“涂斌?”楊誠下意識地捏緊了卡片,眼里蒙上一層陰霾:“難不成,他隱瞞了什么?”
回頭看了一眼剛剛睡下的寧豐,楊誠思索片刻,拿起卡片關上了房門,徑直前往涂斌的住處。
涂斌的住處,也和他與同伴們的關系一樣。雖然和諧,但總歸與大部分人不是特別的交心,因而在居住的位置上也相對偏僻一些。
楊誠推門而入時,涂斌就仿佛一潭死水般坐在沙發上,手中捧著雯昕倒下的熱茶,沉默不語。
“楊誠?”合上茶盒的雯昕露出意外之色:“你怎么來了?”
“因為兔頭經理。”楊誠快步來到涂斌面前,將卡片放在了茶幾上,眼中透著審視:“首先,兔頭經理放你自由了。你可以離開俱樂部這種人吃人的地方,去過一個普通人的生活。”
涂斌捧著茶杯的手微微一頓,雙眸的渾濁并未有一絲消失,只是用略顯沙啞的聲音回應:“多謝。不過,你的問題顯然是在后面的那句話,對吧。”
楊誠點了點頭。
涂斌強打起精神看向卡片,面露困惑:“可是,你們想要什么答案呢?”
“我想知道,你駕馭四只詭異分別是在什么禁區。
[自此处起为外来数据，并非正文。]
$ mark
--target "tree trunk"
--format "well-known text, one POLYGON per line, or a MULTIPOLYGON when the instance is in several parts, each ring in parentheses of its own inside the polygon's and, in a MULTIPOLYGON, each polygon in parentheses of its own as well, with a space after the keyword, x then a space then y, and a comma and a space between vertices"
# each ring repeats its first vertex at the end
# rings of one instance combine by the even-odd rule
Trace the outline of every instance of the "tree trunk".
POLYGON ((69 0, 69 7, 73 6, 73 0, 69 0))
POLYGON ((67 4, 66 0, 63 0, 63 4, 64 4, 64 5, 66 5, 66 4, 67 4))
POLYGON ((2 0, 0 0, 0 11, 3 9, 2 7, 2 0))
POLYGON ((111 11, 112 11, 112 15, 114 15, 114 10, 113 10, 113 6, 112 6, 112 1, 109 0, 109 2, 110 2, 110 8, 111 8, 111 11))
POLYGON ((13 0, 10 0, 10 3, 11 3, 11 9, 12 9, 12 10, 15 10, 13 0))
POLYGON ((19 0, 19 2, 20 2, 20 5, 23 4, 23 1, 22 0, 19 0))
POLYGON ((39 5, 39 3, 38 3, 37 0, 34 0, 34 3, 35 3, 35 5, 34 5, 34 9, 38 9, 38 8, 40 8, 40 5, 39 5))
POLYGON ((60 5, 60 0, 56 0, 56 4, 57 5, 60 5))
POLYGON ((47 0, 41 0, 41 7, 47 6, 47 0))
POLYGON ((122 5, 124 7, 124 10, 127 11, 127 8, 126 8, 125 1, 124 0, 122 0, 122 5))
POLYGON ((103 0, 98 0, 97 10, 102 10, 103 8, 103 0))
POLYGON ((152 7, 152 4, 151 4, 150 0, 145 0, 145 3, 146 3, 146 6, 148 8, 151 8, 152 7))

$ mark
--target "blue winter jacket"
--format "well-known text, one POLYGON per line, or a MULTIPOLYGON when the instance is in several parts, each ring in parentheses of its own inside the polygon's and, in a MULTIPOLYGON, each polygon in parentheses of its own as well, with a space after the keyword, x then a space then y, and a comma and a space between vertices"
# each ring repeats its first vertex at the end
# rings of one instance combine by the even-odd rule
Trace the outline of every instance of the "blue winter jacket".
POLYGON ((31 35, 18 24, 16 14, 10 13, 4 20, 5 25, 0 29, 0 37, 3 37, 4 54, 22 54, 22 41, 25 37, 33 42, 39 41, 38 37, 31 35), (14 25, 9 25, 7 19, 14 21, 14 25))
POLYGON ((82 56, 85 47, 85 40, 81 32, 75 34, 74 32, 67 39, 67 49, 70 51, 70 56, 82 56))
”楊誠的提問,讓涂斌和雯昕都有些一頭霧水。
實際上,這也是楊誠考量后的結果。
楊誠希望寧豐可以多休息休息,所以在拿到卡片時,便思考著他和寧豐想要的“問題”是什么。
結果思來想去,無非也就是那幾條。
《俗神論》的秘密、紅衣的秘密、詭藥元素的秘密。
結合寧豐從前和兔頭經理的討論,再結合涂斌可能牽扯到的事情。
楊誠便估算著,涂斌駕馭的詭異很有可能是一個突破口,因為……詭硯臺的特殊性。
“我記得,在審判庭當中時,你突然不聽寧豐的指令,拿著封印詭硯臺的封詭鎖便從城樓上跳了下去。”楊誠的眼神銳利如隼:“動機是什么?”
“楊誠。”雯昕皺了皺眉,似是覺得楊誠有些咄咄逼人。
楊誠瞥了雯昕一眼,氣勢越發凌人:
“也別怪我態度差!”
“你也好,涂宇陽也好,你們之間的秘密并不會影響到你們的生命和在團隊的價值。而相比詭龍紋,你應該預料到這種隱藏在俱樂部里就是‘大雷’!”
“但你們卻因為私心作祟,導致審判庭時那么被動!”
“你們兄弟情深,我不是不理解。”
“但拖累了寧豐和整個團隊,那就是麻煩!”
“更不用說,你在關鍵時刻直接違反了寧豐的指令,這更是戰時大忌!”
“寧豐面軟心慈,我可不同!”
楊誠攥緊的手發出一陣“噼里啪啦”的骨節聲,偌大的房間內更是隱隱開始升溫,一陣若有若無的火焚聲,更是在三人耳畔呼呼作響。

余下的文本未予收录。